Out of curiosity NAUTICAL LOG clicked on the Monetize to find out how it all worked.  To our surprise we found the following "The existing account has been disabled."   When one clicks on the Learn More there is a further statement about protection and they cannot answer any questions. 

This all sounds very asinine to NAUTICAL LOG and since we would not have this so-called service in the Blog anyway we looked no further.  However those who do have the service should realize that a visitor feeling that an advertisement on your Blog is inappropriate may decide not to visit again.  You of course as the Blog Owner would be totally unaware, as the Blog Owner was in the case quoted above. 

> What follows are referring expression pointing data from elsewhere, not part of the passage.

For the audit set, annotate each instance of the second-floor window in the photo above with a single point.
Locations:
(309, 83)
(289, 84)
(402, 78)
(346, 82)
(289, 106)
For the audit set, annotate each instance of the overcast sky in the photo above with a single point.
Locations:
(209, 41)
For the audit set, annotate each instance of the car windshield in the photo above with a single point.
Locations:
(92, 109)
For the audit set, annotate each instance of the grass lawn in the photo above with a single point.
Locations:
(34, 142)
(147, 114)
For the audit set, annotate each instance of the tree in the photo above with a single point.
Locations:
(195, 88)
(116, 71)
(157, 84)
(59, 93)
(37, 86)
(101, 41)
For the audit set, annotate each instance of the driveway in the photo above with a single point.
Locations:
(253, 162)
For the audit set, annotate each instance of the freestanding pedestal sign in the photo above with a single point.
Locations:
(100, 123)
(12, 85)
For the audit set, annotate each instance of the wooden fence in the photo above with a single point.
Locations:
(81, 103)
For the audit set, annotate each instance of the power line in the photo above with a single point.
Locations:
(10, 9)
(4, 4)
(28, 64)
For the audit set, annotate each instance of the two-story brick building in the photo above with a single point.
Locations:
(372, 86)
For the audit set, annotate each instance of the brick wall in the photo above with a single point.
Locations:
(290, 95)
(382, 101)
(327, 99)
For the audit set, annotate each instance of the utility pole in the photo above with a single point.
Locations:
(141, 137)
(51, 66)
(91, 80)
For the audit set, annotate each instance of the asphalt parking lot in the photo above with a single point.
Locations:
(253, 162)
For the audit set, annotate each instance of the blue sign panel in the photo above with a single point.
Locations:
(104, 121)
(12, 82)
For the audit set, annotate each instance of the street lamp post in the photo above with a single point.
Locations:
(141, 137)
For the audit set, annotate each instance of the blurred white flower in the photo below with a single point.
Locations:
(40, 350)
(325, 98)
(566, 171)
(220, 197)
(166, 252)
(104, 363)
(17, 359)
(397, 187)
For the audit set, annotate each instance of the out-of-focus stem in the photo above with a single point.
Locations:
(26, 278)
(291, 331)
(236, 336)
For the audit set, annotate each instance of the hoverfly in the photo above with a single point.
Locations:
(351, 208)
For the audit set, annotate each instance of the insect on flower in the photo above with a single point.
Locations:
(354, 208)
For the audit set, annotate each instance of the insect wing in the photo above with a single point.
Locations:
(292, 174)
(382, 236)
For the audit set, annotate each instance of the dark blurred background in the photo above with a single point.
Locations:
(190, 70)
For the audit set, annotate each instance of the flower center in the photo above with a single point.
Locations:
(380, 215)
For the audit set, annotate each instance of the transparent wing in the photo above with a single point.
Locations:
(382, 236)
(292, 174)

Perhaps both Blog Owners and 'AdSense' should look at this service again.

Good Watch.

Please remember the seafarers held captive by pirates off Somalia - let us work with India to free them.

Friday, April 8, 2011


MS Ile De Sein
It was recently announced that Direction générale de l'Aviation (DGAC), the French Aviation Authority, has chartered the cable-laying ship MS Ile De Sein to recover the wreckage of Air France flight AF447.  The MS Ile De Sein completed a cable-laying project from Sydney, Australia to Oahu, Hawai'i, some 9000 kilometres of fibre optic cable were laid.  It is hoped that MS Ile De Sein will find and recover the 'black boxes' of flight AF447 and DGAC will finally have some answers to give the public on the cause of the accident.

MS Alucia
The wreckage was found by the Deep Ocean Quest vessel MS Alucia under charter to the Woods Hole Oceanographic Institute who in turn were working under an arrangement with the French Government.  The MS Alucia acted as the support ship and operated a Remus ROV.   MS Alucia is the former French Naval research vessel Nadir, now privately owned and converted to an extremely comfortable expedition/research vessel.

Good Watch.

Please remember the seafarers held captive by pirates off Somalia - lets us work with India to free them.